The Albany Guiding Eyes confirmed today they will be setting up a tent at Ryleys Run with information for anyone interested and also that they will have three pups in training with them as well. Just wanted to let everyone know who is coming. It will be nice to have them and the SUNY K9 Unit as well.


----------



## Maggies mom (Jan 6, 2006)

I love watching the seeing eye dogs in training .... Sounds like your gunna have alot of ppl there this year........


----------



## Oaklys Dad (Dec 28, 2005)

That's great Donna! Oakly got to play with a guide puppy in training last weekend at my sisters place. Can't wait to see the pups they bring over.


----------



## vrocco1 (Feb 25, 2006)

Darn! Albany is just too far. I'd love to see them.


----------



## sharlin (Feb 26, 2007)

What a great, great group to have at RR---kinda got me a'thinkin there Donna.


----------



## GoldenJoyx'stwo (Feb 25, 2007)

I'd love to learn more.

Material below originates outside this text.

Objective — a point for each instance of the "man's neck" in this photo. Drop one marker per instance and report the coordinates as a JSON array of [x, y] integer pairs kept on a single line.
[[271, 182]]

One never knows when one my be in need of a wonderful assistant...


----------



## Oaklys Dad (Dec 28, 2005)

Kimm said:


> I'd love to learn more. One never knows when one my be in need of a wonderful assistant...


Kimm, this is the Guiding Eyes for the Blind site. This is the one my sister is affiliated with and raises puppies for.

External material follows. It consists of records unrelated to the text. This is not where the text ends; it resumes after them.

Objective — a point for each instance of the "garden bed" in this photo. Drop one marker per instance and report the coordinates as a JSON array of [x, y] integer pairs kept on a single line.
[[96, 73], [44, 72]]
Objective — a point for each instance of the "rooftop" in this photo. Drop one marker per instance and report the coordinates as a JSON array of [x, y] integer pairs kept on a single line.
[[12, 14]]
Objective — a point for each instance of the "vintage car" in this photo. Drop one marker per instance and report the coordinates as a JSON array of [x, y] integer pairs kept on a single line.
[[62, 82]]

Guiding Eyes for The Blind: GuidingEyes.Org Guiding Eyes for the Blind - Seeing Eye Dog - Trained Guide Dogs - New York

She and I stopped at the breeding facility in Patterson NY last year on the way back from Ryleys and got to play with the pups of one of the pups she had raised. Great fun!


----------



## Brinkleysmom (Dec 17, 2005)

Oaklys Dad said:


> That's great Donna! Oakly got to play with a guide puppy in training last weekend at my sisters place. Can't wait to see the pups they bring over.


Rob if your sister is driving over with you again this year, you should have her come to the run and talk with those guys. Those girls are so nice. I love seeing the pups.


----------



## Brinkleysmom (Dec 17, 2005)

vrocco1 said:


> Darn! Albany is just too far. I'd love to see them.


Hey Rob, if Maribeth is bringing her RV, from West Virginia, get on the highway and put your thumb out along the route. She will stop and pick you up along the way I am sure. LOL!!! Maybe next year, there will be one in Maryland. One can hope.


----------



## Brinkleysmom (Dec 17, 2005)

sharlin said:


> What a great, great group to have at RR---kinda got me a'thinkin there Donna.


Steve, I think between you, myself and Sharon, we have been bouncing ideas off of each other since the onset. It works quite well too. Thanks


----------



## moverking (Feb 26, 2007)

Wow....this event just keeps growing and growing....I'm so impressed.

And hey..Do I need to make the RV The "Ryley's Run Transport vehicle? We pick up the stragglers? LOL....

Actually, we will probably stay at the Best Western with you all and plan a camping trip for the sanctuary opening.....or in the Fall. 
If you'll still have us...


----------



## GoldenJoyx'stwo (Feb 25, 2007)

I may be coming up on Saturday morning now and staying Saturday night. Not sure yet. I can't wait to meet the pups. I belong to one of the seeing eye groups, but I can't remember which?:doh:


----------